The inner Holmes, as well as the outer, was faithfully conceived around the bohemian stereotype. He is solitary, and haunted by an existential darkness – the “black moods” which come over him, his bipolar swings from insomnia or focused, obsessive, day-and-night work to his days and weeks “in the dumps”, when he doesn’t “open my mouth for days on end”. For a doctor like Conan Doyle, this would have been a recognised medical syndrome associated with the highly-strung, neurasthenic ‘type’, the febrile ‘brain-workers’ who were increasingly identified in the medical literature as a high-risk group for drug abuse.

…It’s interesting that, in The Sign of Four, Doyle mirrors these unstable mood-swings with a dual dependence on morphine and cocaine, but the morphine is never subsequently mentioned: perhaps Doyle felt that morphine had rather too strong a whiff of a medical condition, where by contrast cocaine was at most a ‘vice’.

…But the great detective’s career, which ran until the 1920s, witnessed a dramatic turnaround in cocaine’s public image. Concern about its effects built throughout the 1890s, and by 1900 the serious lobbying to control and prohibit it had begun. This was mostly taking place in the United States, but by this stage the Sherlock Holmes stories were being serialised to an enthusiastic American audience in Collier’s Weekly, which was also running editorials about the ‘cocaine menace’.

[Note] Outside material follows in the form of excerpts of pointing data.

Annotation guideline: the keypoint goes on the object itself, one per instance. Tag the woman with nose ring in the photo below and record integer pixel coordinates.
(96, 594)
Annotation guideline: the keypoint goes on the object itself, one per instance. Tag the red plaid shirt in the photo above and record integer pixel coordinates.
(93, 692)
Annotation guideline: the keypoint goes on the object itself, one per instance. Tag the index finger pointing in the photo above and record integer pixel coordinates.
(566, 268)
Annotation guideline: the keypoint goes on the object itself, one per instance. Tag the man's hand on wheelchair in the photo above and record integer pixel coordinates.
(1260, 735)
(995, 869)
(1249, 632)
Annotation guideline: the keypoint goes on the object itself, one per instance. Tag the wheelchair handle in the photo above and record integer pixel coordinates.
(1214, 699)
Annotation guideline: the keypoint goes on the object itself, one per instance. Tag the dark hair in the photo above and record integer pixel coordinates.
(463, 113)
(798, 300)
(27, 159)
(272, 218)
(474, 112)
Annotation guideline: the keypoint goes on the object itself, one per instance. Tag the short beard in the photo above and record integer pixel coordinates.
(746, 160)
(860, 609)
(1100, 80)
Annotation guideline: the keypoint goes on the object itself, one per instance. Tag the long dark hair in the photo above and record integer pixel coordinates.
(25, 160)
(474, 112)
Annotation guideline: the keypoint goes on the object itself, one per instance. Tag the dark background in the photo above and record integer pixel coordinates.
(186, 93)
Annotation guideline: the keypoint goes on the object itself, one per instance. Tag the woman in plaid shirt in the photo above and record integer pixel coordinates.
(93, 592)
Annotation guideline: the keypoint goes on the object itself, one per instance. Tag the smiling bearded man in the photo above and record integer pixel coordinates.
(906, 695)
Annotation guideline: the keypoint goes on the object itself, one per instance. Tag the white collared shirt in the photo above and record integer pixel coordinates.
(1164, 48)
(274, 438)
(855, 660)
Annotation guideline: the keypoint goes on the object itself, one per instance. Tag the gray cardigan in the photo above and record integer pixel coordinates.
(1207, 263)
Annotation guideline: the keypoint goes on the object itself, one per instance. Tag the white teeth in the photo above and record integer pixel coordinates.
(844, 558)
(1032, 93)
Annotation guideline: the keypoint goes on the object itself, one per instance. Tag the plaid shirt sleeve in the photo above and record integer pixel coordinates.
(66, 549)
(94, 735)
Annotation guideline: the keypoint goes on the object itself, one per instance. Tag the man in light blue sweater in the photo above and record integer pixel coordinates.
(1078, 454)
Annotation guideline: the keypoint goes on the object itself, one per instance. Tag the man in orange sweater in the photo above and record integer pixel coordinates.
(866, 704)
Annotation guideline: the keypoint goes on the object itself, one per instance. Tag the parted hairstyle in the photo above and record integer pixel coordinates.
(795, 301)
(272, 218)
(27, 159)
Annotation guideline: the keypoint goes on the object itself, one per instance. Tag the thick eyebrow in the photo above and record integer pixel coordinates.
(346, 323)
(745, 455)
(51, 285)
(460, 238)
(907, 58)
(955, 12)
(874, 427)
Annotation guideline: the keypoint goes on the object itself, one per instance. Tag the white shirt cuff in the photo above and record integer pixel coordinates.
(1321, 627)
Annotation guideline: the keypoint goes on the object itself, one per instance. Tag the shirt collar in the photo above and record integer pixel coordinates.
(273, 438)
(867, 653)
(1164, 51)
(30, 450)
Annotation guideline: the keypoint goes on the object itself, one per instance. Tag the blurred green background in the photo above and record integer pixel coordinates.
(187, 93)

Doyle had been gradually pruning back the references to Holmes’ habit throughout the 1890s, limiting them to the occasional dark reference to his hero’s “weakness”, but in 1904, in The Missing Three-Quarter, he closed the chapter by stating that Holmes had been “weaned” from his “drug mania” by Dr. Watson – an incongruous detail which lacks support in any of the earlier stories – and, furthermore, that this “drug mania” had “threatened to check his remarkable career”, an interpolation which is entirely inconsistent with the original set-up. Holmes, too, recants thoroughly, calling the hypodermic syringe an “instrument of evil”. But Collier’s were happy: Doyle’s position was explicit, even if incompatible with his original intentions, and Holmes’ cocaine habit remained in the early and formative fictions to be enjoyed and reassessed by successive generations."